Nearly four years ago I decided to start collecting tweets to Donald Trump out of morbid curiosity. If I was a real archivist, I would have planned this out a little bit better, and started collecting on election night in 2016, or inaguration day 2017. I didn’t. Using twarc
, I started collecting with the Filter (Streaming) API on May 7, 2017. That process failed, and I pivoted to using the Search API. I dropped that process into a simple bash script, and pointed cron
at it to run every 5 days. Here’s what the bash script looked like:
#!/bin/bash
DATE=`date +"%Y_%m_%d"`
cd /mnt/vol1/data_sets/to_trump/raw
/usr/local/bin/twarc search 'to:realdonaldtrump' --log donald_search_$DATE.log > donald_search_$DATE.json
It’s not beautiful. It’s not perfect. But, it did the job for the most part for almost four years save and except a couple Twitter suspensions on accounts that I used for collection, and an absolutely embarassing situtation where I forgot to setup cron correctly on a machine I moved the collecting to for a couple weeks while I was on family leave this past summer.
In the end, the collection ran from May 7, 2017 - January 20, 2021, and collected 362,464,578 unique tweets; 1.5T of line-delminted json! The final created_at
timestamp was Wed Jan 20 16:49:03 +0000 2021
, and the text of that tweet very fittingly reads, “@realDonaldTrump YOU’RE FIRED!“
The “dehydrated” tweets can be found here.

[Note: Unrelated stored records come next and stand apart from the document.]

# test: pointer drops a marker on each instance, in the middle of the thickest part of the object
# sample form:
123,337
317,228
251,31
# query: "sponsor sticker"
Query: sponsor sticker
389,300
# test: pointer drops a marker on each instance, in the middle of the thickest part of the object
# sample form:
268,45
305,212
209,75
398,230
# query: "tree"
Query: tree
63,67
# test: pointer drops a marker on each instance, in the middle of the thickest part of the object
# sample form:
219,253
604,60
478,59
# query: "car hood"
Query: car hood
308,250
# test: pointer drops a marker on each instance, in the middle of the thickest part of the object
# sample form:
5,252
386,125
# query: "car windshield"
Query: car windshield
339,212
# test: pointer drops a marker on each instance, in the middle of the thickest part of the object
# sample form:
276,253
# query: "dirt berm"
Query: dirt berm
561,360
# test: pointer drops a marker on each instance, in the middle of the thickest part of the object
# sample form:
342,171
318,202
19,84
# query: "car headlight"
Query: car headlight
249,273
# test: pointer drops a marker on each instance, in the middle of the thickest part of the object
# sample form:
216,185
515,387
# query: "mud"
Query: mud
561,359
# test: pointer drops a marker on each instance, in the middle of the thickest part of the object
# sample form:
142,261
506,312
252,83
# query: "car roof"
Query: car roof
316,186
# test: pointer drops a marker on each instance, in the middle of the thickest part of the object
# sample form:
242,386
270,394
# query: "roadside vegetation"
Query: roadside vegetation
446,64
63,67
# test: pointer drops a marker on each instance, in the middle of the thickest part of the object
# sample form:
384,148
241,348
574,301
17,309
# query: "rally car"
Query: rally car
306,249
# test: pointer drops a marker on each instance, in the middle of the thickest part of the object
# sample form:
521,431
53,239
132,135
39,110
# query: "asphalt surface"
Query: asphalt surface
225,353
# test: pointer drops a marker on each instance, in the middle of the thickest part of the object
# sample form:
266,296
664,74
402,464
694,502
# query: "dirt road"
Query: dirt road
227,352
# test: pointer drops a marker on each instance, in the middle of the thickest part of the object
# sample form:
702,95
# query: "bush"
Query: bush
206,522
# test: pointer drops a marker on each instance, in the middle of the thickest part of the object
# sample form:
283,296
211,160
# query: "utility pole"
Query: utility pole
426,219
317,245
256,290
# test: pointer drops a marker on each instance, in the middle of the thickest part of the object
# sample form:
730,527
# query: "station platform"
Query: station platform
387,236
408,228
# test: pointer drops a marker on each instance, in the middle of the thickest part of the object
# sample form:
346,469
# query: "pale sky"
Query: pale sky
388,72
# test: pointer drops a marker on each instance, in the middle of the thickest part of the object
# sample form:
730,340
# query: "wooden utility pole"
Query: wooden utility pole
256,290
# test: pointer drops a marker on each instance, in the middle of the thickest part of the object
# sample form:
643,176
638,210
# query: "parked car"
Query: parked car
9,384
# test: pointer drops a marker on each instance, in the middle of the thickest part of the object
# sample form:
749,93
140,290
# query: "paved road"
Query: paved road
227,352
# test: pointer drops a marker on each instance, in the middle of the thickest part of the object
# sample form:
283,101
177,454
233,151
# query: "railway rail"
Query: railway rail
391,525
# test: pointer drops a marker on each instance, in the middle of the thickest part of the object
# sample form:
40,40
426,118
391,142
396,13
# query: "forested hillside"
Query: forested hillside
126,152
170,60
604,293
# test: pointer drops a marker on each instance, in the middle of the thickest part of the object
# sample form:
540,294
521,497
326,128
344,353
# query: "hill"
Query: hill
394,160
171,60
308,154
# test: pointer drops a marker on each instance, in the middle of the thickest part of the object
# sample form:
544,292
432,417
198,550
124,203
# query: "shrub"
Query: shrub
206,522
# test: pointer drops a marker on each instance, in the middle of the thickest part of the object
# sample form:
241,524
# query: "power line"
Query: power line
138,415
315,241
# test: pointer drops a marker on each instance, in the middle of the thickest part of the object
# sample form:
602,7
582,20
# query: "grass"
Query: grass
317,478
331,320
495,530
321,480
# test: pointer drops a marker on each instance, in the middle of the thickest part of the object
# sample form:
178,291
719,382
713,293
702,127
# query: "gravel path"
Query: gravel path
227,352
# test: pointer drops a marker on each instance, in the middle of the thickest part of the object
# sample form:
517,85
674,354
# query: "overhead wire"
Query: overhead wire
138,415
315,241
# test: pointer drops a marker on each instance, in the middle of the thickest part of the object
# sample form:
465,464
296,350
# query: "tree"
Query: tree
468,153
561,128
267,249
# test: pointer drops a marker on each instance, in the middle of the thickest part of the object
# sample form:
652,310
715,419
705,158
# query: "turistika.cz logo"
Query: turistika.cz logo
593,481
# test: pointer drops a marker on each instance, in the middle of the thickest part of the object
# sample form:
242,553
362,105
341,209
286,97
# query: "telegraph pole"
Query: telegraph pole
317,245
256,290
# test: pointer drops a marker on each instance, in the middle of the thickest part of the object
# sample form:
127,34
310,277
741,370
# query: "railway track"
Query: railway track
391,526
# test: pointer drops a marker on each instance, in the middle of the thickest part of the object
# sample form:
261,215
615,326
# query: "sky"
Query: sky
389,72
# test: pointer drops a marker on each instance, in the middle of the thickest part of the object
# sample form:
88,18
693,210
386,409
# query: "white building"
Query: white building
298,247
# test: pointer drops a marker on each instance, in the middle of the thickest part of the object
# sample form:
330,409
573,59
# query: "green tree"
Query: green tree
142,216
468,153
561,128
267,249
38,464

In that dataset I decided to include in a number of derivatives created with twut which, I hope rounds out the dataset. This update is the final update on the dataset.
I also started working on some notebooks here where I’ve been trying to explore the dataset a bit more in my limited spare time. I’m hoping to have the time and energy to really dig into this dataset sometime in the future. I’m especially curious at what the leadup to the 2021 storming of the United States Capitol looks like in the dataset, as well as the sockpuppet frequency. I’m also hopeful that others will explore the dataset and that it’ll be useful in their research. I have a suspicion folks can do a lot smarter, innovative, and creative things with the dataset than I did here, here, here, here, or here.
For those who are curious what the tweet volume for the last few months looked like (please note that the dates are UTC), check out these bar charts. January 2021 is especially fun.
-30-